O Prof. Steven Staal, economista do International Livestock Research Institute (ILRI), do Quênia (África), onde a informalidade atinge 85% da produção comercializada, é estudioso da questão do leite informal em países do terceiro mundo e sugere soluções parecidas com as propostas para o setor têxtil em Santa Cruz do Capiberibe. A informalidade existe porque o custo do produto final é mais baixo para os consumidores. No sistema formal, o custo do processamento, impostos e embalagem não pode ser totalmente repassado ao consumidor; o produtor acaba tendo que arcar com parte dos custos, tendo com isso o preço pago pelo seu leite reduzido. Desta forma, a informalidade passa a ser interessante tanto a quem produz a matéria-prima como a quem compra (nota: a preferência, em muitos casos, pelo leite informal em relação ao formal não pode ser esquecida como impulsionador da informalidade, ou seja, não é só o preço mais baixo que conta).

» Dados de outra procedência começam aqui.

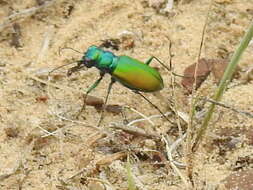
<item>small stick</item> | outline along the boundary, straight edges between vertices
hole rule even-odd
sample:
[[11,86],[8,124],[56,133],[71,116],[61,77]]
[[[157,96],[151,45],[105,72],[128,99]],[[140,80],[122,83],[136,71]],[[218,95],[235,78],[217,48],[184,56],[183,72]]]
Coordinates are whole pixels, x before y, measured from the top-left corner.
[[51,0],[51,1],[48,1],[48,2],[44,3],[43,5],[40,5],[40,6],[37,6],[37,7],[28,8],[28,9],[24,9],[24,10],[18,12],[18,13],[14,13],[14,14],[8,16],[0,24],[0,32],[2,30],[4,30],[6,27],[11,26],[17,20],[21,20],[21,19],[27,18],[29,16],[32,16],[35,13],[37,13],[39,10],[53,5],[55,2],[56,2],[56,0]]

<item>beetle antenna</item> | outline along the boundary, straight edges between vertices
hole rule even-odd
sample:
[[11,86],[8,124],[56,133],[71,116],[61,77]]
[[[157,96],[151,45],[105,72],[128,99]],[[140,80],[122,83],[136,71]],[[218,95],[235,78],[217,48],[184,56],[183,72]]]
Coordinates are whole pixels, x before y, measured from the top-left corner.
[[63,48],[59,48],[58,54],[61,55],[62,50],[66,50],[66,49],[70,49],[70,50],[72,50],[72,51],[74,51],[74,52],[76,52],[76,53],[83,54],[82,52],[80,52],[80,51],[78,51],[78,50],[76,50],[76,49],[74,49],[74,48],[72,48],[72,47],[63,47]]
[[59,67],[56,67],[56,68],[54,68],[53,70],[49,71],[48,76],[50,76],[50,75],[51,75],[53,72],[55,72],[56,70],[58,70],[58,69],[60,69],[60,68],[63,68],[63,67],[65,67],[65,66],[68,66],[68,65],[72,65],[72,64],[74,64],[74,63],[78,63],[78,62],[75,61],[75,62],[72,62],[72,63],[67,63],[67,64],[65,64],[65,65],[61,65],[61,66],[59,66]]

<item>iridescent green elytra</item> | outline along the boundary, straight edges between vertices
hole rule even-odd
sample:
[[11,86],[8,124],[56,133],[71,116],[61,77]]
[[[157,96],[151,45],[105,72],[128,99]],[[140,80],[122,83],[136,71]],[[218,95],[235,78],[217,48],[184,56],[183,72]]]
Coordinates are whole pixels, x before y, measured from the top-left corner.
[[[149,66],[153,58],[143,63],[129,56],[116,56],[110,51],[91,46],[78,62],[78,67],[96,67],[100,70],[101,76],[109,73],[113,80],[127,88],[142,92],[155,92],[163,88],[163,79],[156,69]],[[94,88],[91,86],[88,91]]]
[[[139,91],[155,92],[163,89],[163,79],[160,73],[156,69],[149,66],[153,59],[156,59],[160,64],[166,67],[162,62],[153,56],[143,63],[129,56],[116,56],[110,51],[104,51],[99,47],[90,46],[82,59],[77,62],[78,65],[68,71],[68,75],[80,70],[83,67],[96,67],[100,71],[100,78],[88,88],[85,96],[86,99],[87,95],[98,86],[104,75],[106,73],[110,74],[111,83],[107,91],[105,100],[106,104],[112,85],[116,81],[138,94],[140,94]],[[140,95],[145,98],[142,94]],[[150,102],[148,99],[146,100],[156,109],[158,109],[152,102]],[[159,109],[158,111],[164,116]],[[102,120],[101,118],[100,121]]]

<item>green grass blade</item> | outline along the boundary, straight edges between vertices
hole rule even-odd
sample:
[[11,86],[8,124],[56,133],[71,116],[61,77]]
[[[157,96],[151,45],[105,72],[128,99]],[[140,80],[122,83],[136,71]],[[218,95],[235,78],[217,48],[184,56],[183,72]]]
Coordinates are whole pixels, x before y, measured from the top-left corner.
[[[233,76],[233,73],[235,71],[235,68],[236,68],[238,62],[239,62],[243,52],[245,51],[245,49],[248,47],[248,44],[249,44],[250,40],[252,39],[252,37],[253,37],[253,22],[251,23],[251,26],[249,27],[246,34],[244,35],[241,43],[239,44],[239,47],[237,48],[237,50],[233,54],[228,66],[223,74],[220,84],[214,94],[214,97],[213,97],[214,101],[219,101],[221,99],[224,90],[226,89],[228,83],[231,80],[231,77]],[[193,148],[192,148],[194,151],[196,151],[198,144],[200,143],[202,137],[204,136],[204,133],[207,129],[208,123],[212,117],[214,108],[215,108],[215,104],[212,103],[208,109],[208,112],[204,118],[202,126],[198,132],[197,137],[196,137],[196,141],[195,141]]]

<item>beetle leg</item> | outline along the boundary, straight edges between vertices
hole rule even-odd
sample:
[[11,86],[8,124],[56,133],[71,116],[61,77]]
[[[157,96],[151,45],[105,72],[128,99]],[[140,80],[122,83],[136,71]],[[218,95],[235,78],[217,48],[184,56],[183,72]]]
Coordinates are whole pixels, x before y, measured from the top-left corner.
[[110,92],[111,92],[112,85],[113,85],[115,82],[116,82],[116,80],[113,79],[113,78],[111,78],[111,82],[110,82],[110,84],[109,84],[109,86],[108,86],[108,89],[107,89],[107,94],[106,94],[106,98],[105,98],[105,103],[104,103],[103,108],[102,108],[102,110],[101,110],[101,115],[100,115],[100,118],[99,118],[99,120],[98,120],[97,127],[99,127],[99,125],[101,124],[101,122],[102,122],[102,120],[103,120],[103,118],[104,118],[104,110],[105,110],[105,108],[106,108],[106,103],[107,103],[109,94],[110,94]]
[[171,69],[169,67],[167,67],[160,59],[158,59],[155,56],[151,56],[146,62],[146,65],[149,65],[151,63],[151,61],[155,59],[156,61],[158,61],[158,63],[160,63],[165,69],[167,69],[169,72],[171,71]]
[[91,85],[91,86],[88,88],[88,90],[86,91],[86,93],[83,95],[83,105],[82,105],[81,110],[78,112],[76,118],[78,118],[78,117],[80,116],[80,114],[83,112],[83,110],[85,110],[85,107],[86,107],[86,99],[87,99],[88,94],[98,86],[98,84],[99,84],[100,81],[104,78],[104,76],[105,76],[105,73],[100,72],[100,77],[99,77],[99,79],[97,79],[97,80],[93,83],[93,85]]

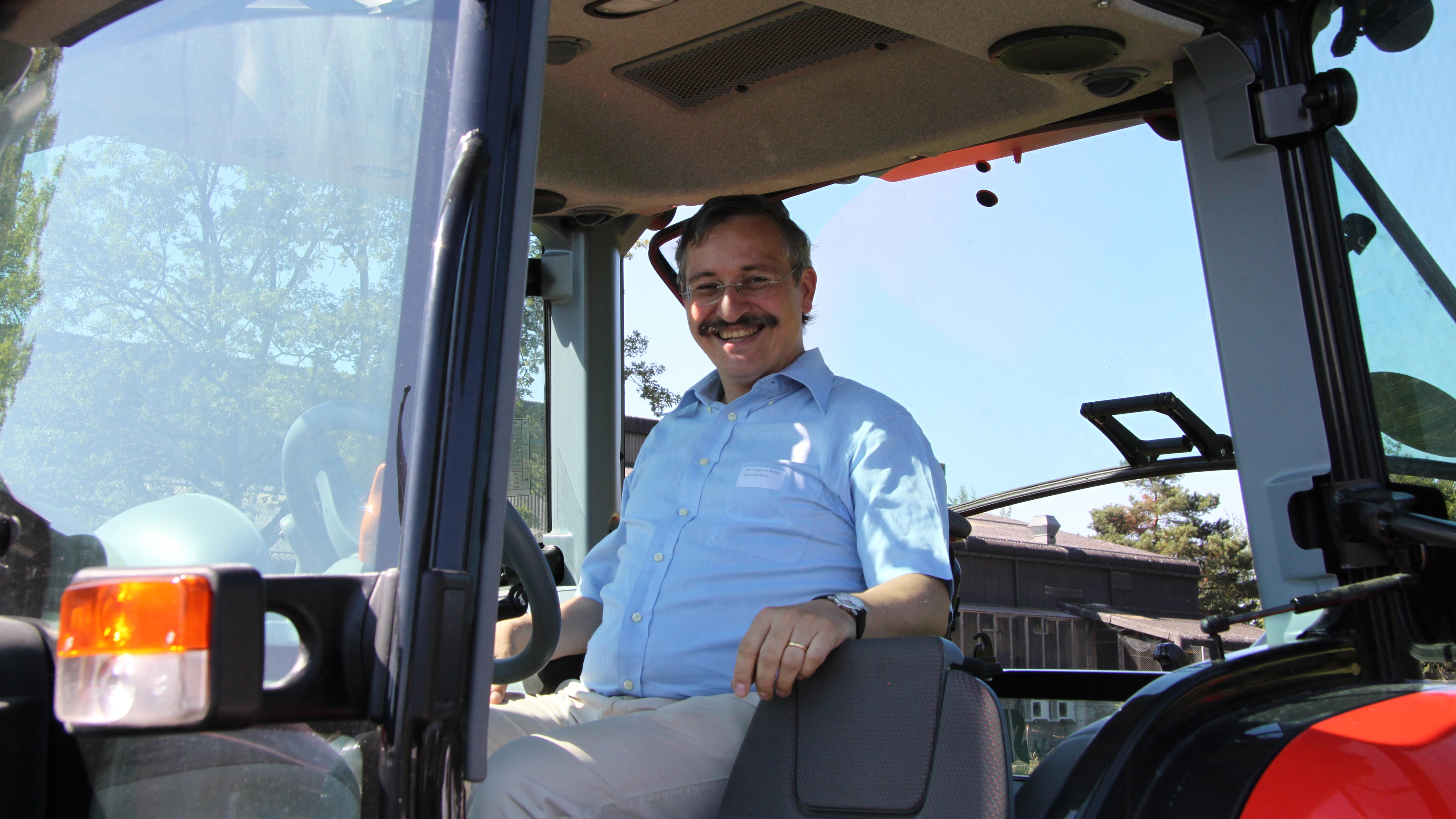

Para o professor Staal, a solução pode estar no reconhecimento da necessidade da informalidade e de que soluções "ocidentais" tendem a não funcionar em países de terceiro mundo (os próprios números da informalidade no mundo indicam isto). A partir daí, em vez do combate sistemático, que estimula a marginalidade e a fraude, deve-se investir no treinamento e no monitoramento dos agentes da cadeia da informalidade, visando, gradativamente, gerar condições para sua inclusão no mercado formal e, paralelamente, investir na educação do consumidor (que é quem efetivamente acabará ou não com a informalidade).

Seja no leite produzido no Quênia ou nas roupas que viabilizam uma cidade do sertão do Brasil, a leitura do problema é muito parecida. A discussão de soluções levando em conta a realidade local precisa ir além da simples pregação pelo combate sistemático da informalidade, que é a conseqüência e não a causa do problema; o combate sistemático apresenta chances mínimas de sucesso.

MARCELO PEREIRA DE CARVALHO

Engenheiro Agrônomo (ESALQ/USP), Mestre em Ciência Animal (ESALQ/USP), MBA Executivo Internacional (FIA/USP), diretor executivo da AgriPoint e coordenador do MilkPoint.